# Gradient Boosting Machine (GBM) & Xtreme Gradient Boosting (XGB)

## Getting data ready

In [None]:
%matplotlib inline
import matplotlib.pyplot as plt
import numpy as np
import pandas as pd
import seaborn as sns
sns.set()

In [None]:
# The classifiers
from sklearn.ensemble import GradientBoostingClassifier

# Metrics and Validation
from sklearn.model_selection import train_test_split
from sklearn.model_selection import ShuffleSplit, cross_val_score
from sklearn.model_selection import GridSearchCV

from sklearn.metrics import accuracy_score, confusion_matrix, classification_report

# Custom Functions
from util.author import results2csv
from util.fe import transform

In [None]:
# Install if xgboost is not already installed
# !conda install py-xgboost

import xgboost as xgb

In [None]:
# Load Precessed Data
train = pd.read_csv('data/train_processed_1.csv', index_col='PassengerId')
test = pd.read_csv('data/test_processed_1.csv', index_col='PassengerId')

# Feature Engineering
train = pd.get_dummies(data=train, drop_first=True)
test = pd.get_dummies(data=test, drop_first=True)

# Split Datasets
train_y = train.pop('Survived')
train_x = train
test_x = test # Nothing to split!

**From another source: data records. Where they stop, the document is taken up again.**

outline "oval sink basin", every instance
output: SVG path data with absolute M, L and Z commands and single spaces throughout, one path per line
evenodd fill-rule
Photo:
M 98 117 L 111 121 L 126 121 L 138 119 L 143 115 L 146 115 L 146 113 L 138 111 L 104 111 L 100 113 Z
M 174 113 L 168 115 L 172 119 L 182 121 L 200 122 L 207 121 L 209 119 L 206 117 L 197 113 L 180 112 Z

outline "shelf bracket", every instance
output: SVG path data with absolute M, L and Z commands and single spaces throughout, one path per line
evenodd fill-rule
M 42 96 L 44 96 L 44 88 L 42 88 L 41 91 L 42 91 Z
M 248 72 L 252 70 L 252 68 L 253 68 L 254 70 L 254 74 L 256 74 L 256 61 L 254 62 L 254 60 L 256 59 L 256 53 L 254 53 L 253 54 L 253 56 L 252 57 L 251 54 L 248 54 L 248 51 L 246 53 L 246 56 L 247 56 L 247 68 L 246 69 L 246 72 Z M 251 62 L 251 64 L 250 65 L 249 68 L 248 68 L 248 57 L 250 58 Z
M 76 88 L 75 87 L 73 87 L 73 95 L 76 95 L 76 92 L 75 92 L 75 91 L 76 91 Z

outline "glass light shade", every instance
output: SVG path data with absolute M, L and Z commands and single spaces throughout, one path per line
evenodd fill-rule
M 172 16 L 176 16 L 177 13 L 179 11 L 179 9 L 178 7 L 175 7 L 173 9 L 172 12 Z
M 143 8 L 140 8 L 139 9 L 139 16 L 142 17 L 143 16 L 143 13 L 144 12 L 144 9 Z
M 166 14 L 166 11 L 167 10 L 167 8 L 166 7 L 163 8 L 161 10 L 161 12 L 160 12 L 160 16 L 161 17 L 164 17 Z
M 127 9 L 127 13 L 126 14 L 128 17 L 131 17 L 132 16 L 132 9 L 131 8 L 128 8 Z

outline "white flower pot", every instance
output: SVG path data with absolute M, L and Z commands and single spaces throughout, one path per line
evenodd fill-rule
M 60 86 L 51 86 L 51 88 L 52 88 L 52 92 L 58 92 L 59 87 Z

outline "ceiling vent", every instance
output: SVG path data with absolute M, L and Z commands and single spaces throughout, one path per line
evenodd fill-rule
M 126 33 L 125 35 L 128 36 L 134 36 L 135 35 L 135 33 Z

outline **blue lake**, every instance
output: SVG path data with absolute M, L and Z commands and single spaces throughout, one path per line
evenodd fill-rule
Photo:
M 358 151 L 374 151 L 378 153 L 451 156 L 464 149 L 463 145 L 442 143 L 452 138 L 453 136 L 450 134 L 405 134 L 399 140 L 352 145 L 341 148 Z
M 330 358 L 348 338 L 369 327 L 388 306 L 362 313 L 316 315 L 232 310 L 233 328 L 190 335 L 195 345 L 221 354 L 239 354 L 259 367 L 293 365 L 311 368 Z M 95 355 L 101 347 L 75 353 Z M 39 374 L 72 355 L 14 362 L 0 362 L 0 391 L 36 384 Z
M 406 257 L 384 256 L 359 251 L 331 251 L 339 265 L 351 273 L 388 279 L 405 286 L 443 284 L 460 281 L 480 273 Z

Test-set has no target columns.

# select_colns = ['Pclass', 'RoundedFare', 'Age', 'SibSp', 'Parch', 'Sex_male', 'Embarked_Q', 'Embarked_S']
select_colns = ['Pclass', 'Age', 'GroupCount', 'Sex_male', 'Embarked_Q', 'Embarked_S']
train_x = transform(train_x, select_colns)
test_x = transform(test_x, select_colns)

## GBM with default params

In [None]:
gbmclf = GradientBoostingClassifier()
gbmclf.fit(train_x, train_y)

# Measuring Accuracy with K-fold Cross-Validation
cv = ShuffleSplit(n_splits=3, test_size=0.3, random_state=42)
cv_scores = cross_val_score(gbmclf, train_x, train_y, cv=cv, scoring='accuracy')
print('CV Scores :', cv_scores)
# CV Scores : [0.82089552 0.83208955 0.8619403 ]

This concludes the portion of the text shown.